C'est un travail difficile, car nous sommes entrés dans le temps des mémoires courtes, de l'accélération de l'Histoire mondialisée, médiatisée où chaque évènement, chaque image, chasse l'autre et souvent l'efface.
Et puis, il y a la tentation de l'oubli, " le présent qui nous assiège de toutes parts et ne cesse de nous convier à l'oubli des choses révolues"(Vladimir Jankélévitch).
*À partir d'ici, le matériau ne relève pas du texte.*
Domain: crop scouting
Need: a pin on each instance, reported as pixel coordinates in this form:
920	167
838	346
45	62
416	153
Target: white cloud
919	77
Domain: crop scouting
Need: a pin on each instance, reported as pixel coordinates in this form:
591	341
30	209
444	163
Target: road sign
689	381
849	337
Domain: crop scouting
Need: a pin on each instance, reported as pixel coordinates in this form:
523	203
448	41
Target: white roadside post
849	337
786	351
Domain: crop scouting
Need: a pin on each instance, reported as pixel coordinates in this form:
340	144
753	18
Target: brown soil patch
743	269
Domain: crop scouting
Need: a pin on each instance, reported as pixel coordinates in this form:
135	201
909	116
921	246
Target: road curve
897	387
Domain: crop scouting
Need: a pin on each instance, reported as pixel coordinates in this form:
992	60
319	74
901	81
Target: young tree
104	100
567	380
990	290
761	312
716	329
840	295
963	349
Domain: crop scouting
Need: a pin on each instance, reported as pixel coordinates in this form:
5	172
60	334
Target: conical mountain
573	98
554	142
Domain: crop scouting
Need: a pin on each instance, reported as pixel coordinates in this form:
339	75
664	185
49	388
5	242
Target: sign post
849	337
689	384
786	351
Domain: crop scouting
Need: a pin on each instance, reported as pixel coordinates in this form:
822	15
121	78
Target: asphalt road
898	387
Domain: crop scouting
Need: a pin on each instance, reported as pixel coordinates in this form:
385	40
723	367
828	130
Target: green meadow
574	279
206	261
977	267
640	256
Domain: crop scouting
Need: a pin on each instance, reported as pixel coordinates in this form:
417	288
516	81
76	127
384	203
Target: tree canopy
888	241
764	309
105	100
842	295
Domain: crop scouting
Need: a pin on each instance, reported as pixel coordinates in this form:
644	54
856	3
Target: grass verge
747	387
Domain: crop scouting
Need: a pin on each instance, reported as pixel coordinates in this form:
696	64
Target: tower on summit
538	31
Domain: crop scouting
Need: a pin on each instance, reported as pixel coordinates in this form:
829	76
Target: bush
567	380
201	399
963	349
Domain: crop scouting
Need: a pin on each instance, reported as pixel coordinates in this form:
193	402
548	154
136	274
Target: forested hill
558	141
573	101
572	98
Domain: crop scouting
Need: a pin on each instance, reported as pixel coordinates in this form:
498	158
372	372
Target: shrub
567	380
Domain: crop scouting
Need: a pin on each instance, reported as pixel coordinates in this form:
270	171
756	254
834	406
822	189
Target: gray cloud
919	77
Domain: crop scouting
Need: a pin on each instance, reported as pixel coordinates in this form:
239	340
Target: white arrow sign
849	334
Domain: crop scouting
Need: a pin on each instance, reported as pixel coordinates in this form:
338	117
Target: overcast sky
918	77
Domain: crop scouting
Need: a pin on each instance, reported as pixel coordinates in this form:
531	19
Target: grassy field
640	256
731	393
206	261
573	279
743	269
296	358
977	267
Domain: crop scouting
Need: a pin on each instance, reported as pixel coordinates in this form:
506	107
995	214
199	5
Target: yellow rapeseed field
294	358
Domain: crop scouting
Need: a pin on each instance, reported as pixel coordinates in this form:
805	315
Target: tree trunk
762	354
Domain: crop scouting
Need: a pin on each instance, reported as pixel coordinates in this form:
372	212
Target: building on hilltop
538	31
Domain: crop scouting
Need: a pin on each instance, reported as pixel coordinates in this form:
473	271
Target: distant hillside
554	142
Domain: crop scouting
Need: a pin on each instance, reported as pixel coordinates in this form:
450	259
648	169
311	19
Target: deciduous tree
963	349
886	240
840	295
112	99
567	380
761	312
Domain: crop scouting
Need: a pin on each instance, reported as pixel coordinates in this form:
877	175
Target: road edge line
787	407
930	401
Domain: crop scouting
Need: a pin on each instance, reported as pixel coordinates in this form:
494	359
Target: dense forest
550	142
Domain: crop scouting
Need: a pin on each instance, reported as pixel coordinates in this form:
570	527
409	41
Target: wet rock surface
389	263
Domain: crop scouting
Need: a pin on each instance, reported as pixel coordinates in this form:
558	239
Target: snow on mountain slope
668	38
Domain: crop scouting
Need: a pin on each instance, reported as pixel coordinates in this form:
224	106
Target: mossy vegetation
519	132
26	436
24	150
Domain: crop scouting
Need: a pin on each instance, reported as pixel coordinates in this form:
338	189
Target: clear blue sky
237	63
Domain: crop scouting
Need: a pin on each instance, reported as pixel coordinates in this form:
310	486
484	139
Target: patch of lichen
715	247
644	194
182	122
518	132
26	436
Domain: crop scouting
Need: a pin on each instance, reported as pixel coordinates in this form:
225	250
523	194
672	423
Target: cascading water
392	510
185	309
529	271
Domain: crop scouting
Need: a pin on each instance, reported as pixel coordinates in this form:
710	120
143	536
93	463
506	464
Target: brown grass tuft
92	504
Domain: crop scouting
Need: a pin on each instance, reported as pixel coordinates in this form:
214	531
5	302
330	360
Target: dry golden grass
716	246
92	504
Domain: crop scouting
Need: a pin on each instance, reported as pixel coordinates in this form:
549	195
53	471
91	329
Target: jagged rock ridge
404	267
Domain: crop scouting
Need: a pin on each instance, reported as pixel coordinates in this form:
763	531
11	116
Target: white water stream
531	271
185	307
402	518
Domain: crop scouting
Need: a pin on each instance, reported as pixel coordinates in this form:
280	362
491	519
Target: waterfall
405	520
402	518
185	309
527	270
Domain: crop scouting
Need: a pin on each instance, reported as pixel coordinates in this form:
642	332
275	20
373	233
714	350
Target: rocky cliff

La lassitude ou l'indifférence l'emportent chez certains.
Face à ces difficultés, j'affirme notre refus de l'oubli qui n'est que l'expression d'une dette envers tous ces disparus, sans sépulture, notre" volonté de savoir dans son système et son détail, ce qui a eu lieu... découvrir la politique de la barbarie"( Alain Finkielkraut), tout en sachant qu'il y aura toujours une part d'inconnu, quelque chose d'intransmissible qui nourrit indéfiniment notre volonté de savoir.
Le geste que nous accomplissons ici s'inscrit dans notre volonté de regarder la vérité en face, de connaitre et transmettre le plus fidèlement et le plus rigoureusement possibles l'histoire de ces vies brisées, l'histoire de ceux dont on a voulu effacer jusqu'à la trace de leur mort., l'histoire d'hommes, de femmes , d'enfants vivants et non des abstractions historiques.
Dans cette démarche, il nous faut d'abord écouter les survivants, de plus en plus rares au fil du temps, même s'il y a une distance infranchissable entre l'expérience que nous n'avons pas vécue et le récit qui nous parvient.
L'édification de notre mémoire requiert aussi l'Histoire, la patience de ses preuves, la rigueur de ses méthodes.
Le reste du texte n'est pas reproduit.